My son tells me we’re clearing land to make it park like.
He’s thinning a small woods on the northern end of Toledo Bend Reservoir because it’s the kind of thing he does to relax.
To stay warm, I’m helping him.
A strong wind out of the north hit us as we left the house to drive to the land. The wind has crossed the Great Plains and cut south at Shreveport to reach us in Sabine Parish.
The night time low was in the 20s. The temperature has risen into the 30s, but the wind is making the chill feel like the inside of a meat locker open to a hurricane.
The wind chill might be in the teens. I can feel the cold wind through a parka over a sweater.
Where we are clearing land is in a shallow depression on terrain sloping to the lake. We are protected from the wind by a small rise whose height is exaggerated by thick woods on top.
We are making these woods less thick which is aesthetically pleasing but thinning our windshield at the same time.
The difference in the cold between lakeside and being sheltered in the woods is like boarding an airplane in Wisconsin in January to step off a few hours later in Miami.
I left a warm house where I’d been under covers reading biographies of Lincoln and Jefferson. I’d have been content to stay there until spring which is how long it will take me to read these two tomes.
I’m allergic to chain saws, so I worked at some distance behind my son. He powered through trees standing and ones on the ground. I worked with a hand saw, sawing a while and, then, picking up what my son and I had cut.

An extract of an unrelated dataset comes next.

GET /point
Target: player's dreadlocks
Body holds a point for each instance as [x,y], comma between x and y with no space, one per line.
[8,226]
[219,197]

We’d managed to start a small fire from sticks and saplings soaked by rain. A thin curl of smoke rose inside a pile of cut brush before a pretty orange flame blossomed, growing bright against dark surrounding woods overreached by blue sky.
Even sheltered from the wind, we get cold working away from the fire. When we haul what we’ve cut to the blaze we linger to let the heat warm our faces and hands.

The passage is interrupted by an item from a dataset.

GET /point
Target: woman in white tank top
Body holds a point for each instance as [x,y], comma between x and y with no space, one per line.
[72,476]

Toasting at the fire in this park we’re making, a couple of favorite fire sayings come to mind. “Wood warms you twice” is the observation that wood warms you the first time when you cut it and the second time when you burn it.

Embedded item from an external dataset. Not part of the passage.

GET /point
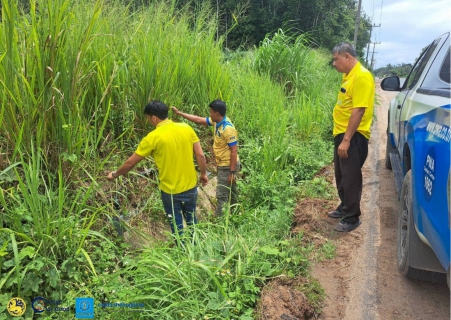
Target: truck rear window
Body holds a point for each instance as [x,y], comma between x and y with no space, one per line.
[444,71]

Standing in the wet woods on what the fire department in Many calls a good day for burning, the other saying runs through my head like an electronic sign in front of a bank.
“Fire is a wonderful servant but a terrible master.”
When we arrive at the fire at the same time, my son and I talk. It’s a conversation of no weight, but the words feel good as they leave the warm places of their birth to hit the air as vapor that quickly disperses.
A day or two later, the park’s designer emails me a panoramic photo of the cleared woods. It’s a good picture, but you can’t feel the cold or the heat or hear the workers at work.
I made it my PC’s wallpaper, anyway, so that I can visit the little park when I feel like it.